The way he said her name almost knocked the breath from her lungs. Not as a stranger testing a foreign syllable. Not as a commander checking a patient’s identity. It was the voice of someone who had said that name a thousand times before she ever learned to walk.

Why did it feel familiar?

Alexander Qin crossed the room in three slow steps, each one careful, almost reverent. His jaw trembled once before he caught himself, but not fast enough to hide it from her. He stood in front of her bed and exhaled like he’d been holding that same breath for centuries.

"You’re really here," he whispered. "My little sister... truly here."

Ahce didn’t know what to do with the grief and warmth clashing in his expression. His silhouette was unfamiliar, but the emotion pouring out of him wasn’t. It was raw in a way nothing else in this new world had been.

He reached out, stopping just short of touching her hand. Asking permission in silence.

She gave a tiny nod.

His fingers closed around hers with shaking gentleness. As if she were made of breath and could disappear again at the slightest pressure.

"I searched," Alexander said, voice thick. "We all did. Every one of us refused the official ruling. They said the fracture swallowed you, that your body was gone. But I never believed it. Not even once."

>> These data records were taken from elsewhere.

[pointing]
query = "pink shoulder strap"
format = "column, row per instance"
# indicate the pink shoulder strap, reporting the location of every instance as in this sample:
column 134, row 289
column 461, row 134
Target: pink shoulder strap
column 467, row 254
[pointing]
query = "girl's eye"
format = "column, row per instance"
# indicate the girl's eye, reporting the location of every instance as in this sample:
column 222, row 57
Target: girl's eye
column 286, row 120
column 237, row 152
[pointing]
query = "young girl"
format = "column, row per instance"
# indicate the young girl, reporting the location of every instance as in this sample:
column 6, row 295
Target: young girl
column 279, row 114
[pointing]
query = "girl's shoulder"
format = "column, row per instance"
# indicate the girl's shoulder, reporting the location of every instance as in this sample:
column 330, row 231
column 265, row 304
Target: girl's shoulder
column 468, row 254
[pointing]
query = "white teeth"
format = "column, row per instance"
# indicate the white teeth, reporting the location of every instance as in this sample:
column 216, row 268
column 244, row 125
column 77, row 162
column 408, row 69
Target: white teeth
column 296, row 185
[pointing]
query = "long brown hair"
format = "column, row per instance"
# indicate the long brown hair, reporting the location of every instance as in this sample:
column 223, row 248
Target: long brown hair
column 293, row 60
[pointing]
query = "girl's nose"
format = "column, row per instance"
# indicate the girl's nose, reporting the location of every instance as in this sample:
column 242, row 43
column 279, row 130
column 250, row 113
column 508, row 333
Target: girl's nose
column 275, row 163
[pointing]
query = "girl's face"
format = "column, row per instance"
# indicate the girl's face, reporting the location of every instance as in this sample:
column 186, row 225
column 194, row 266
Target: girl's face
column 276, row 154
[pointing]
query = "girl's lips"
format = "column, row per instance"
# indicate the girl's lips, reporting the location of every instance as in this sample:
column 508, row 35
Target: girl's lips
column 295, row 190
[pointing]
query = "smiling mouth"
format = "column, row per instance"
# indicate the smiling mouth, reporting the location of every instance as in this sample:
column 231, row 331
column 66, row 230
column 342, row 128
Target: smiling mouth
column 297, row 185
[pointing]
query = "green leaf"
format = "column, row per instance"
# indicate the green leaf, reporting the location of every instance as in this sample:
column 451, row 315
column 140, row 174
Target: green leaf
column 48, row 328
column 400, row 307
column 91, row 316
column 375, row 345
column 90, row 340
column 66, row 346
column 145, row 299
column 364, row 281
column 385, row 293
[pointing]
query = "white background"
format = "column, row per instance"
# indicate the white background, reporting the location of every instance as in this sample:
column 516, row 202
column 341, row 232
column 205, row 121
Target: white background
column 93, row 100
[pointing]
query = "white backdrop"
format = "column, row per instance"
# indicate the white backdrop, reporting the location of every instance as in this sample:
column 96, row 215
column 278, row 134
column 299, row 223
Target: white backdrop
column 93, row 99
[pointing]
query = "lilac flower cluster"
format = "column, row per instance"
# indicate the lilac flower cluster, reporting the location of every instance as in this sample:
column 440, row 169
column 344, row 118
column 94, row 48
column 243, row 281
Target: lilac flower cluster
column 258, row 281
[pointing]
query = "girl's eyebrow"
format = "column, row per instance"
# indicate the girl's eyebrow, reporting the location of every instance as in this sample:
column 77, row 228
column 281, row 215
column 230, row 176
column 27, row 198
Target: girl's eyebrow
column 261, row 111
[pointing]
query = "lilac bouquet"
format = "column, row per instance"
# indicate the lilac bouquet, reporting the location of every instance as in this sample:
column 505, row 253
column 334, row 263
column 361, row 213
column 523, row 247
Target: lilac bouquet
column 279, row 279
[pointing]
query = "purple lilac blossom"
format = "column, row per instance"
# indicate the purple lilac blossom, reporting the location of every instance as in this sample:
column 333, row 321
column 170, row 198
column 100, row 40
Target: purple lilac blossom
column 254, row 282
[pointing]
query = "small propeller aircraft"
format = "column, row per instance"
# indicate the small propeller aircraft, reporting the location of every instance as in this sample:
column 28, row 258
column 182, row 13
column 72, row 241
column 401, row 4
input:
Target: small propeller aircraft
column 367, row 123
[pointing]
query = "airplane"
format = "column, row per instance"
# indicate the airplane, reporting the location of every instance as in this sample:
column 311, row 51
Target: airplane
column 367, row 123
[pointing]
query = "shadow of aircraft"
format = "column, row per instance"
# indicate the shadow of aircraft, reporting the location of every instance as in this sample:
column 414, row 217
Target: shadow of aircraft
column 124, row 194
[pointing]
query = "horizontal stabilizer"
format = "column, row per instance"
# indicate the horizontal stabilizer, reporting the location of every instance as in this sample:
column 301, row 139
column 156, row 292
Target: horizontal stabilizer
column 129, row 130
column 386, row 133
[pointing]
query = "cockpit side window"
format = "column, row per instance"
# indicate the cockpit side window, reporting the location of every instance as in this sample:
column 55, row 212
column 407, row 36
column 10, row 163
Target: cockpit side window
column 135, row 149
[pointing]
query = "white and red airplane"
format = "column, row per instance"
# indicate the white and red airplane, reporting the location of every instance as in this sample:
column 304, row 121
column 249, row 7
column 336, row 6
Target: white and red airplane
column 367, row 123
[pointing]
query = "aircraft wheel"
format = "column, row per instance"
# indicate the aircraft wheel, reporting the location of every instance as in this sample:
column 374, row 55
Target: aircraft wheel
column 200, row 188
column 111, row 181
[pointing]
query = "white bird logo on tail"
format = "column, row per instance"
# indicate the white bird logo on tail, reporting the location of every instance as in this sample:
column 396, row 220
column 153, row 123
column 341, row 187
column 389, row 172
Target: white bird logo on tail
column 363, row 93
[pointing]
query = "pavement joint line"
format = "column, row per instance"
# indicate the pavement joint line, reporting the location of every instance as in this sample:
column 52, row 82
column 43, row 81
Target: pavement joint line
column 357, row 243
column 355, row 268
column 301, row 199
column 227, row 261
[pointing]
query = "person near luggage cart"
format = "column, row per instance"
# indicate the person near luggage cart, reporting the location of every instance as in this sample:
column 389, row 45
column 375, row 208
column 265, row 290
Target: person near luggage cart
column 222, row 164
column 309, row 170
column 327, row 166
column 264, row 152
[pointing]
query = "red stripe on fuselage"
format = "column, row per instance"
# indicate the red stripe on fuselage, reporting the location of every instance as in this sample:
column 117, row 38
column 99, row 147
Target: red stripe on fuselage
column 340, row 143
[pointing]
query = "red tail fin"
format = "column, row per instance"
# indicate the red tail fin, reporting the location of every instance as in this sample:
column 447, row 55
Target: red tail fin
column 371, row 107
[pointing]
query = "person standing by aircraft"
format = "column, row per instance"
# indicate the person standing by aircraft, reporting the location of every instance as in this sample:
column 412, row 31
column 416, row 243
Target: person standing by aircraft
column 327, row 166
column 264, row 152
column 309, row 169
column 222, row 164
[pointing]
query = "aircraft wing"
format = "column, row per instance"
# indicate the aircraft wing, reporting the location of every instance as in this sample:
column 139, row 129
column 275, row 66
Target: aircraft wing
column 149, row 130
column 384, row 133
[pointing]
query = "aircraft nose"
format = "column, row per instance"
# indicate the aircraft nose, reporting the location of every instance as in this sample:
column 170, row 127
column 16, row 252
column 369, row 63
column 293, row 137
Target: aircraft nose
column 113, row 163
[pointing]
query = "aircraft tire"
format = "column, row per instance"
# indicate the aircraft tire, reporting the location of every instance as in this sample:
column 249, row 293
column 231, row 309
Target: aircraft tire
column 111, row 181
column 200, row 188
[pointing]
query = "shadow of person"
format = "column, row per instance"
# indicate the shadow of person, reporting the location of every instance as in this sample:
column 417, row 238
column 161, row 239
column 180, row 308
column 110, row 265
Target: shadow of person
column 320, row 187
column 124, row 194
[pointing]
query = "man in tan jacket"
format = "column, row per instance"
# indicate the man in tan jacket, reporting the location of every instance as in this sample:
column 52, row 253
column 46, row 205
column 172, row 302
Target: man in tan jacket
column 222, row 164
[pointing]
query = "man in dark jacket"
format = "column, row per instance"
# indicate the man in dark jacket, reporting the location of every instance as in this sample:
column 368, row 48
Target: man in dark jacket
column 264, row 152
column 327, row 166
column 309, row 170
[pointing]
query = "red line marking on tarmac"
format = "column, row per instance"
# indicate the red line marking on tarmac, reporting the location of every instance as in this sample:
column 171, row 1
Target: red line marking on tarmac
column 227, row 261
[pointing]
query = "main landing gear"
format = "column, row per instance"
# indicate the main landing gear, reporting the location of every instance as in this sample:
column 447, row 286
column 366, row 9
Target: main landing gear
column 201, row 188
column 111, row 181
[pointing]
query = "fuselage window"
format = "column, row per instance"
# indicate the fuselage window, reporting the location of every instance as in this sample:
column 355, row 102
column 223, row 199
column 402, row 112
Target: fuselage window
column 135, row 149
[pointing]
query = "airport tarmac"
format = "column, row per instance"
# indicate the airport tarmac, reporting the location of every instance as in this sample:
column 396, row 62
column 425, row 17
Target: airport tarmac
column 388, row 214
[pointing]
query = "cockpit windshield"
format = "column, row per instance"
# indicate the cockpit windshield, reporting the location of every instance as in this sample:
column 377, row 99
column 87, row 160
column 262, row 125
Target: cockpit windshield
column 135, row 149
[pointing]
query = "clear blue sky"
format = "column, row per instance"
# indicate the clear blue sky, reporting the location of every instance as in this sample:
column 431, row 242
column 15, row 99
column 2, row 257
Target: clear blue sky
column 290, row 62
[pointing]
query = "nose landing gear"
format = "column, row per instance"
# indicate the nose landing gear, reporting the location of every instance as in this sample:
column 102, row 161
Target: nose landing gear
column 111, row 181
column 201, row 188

His free hand lifted, brushing a strand of her dark hair with careful awe.

"You still have it," he murmured. "The curls. The same eyes. You look exactly like Mother did at your age."

Ahce swallowed, throat tightening. "I don’t... I don’t remember any of that."

"It’s alright." He gave her hand a small squeeze. "You’re here now. That’s enough. That’s everything."

She didn’t know why that made something inside her finally crack. Maybe because no one in a thousand years of the future seemed to understand her. But this man, this stranger who wasn’t a stranger, held her hand like he’d been carrying the ghost of her for most of his life.

Alexander drew a slow breath, gathering himself.

"There were five of us. Four boys... and one little sister." His eyes softened further. "You. Our only girl. Our miracle."

I don’t have my memories of them...

He let out a shaky laugh. "Every time you got into trouble, the four of us nearly tore down the house fighting over who was responsible for watching you. You had all of us wrapped around your finger from the moment you were born."

Ahce felt warmth pulse faintly in her chest. A history she didn’t remember... but one that remembered her.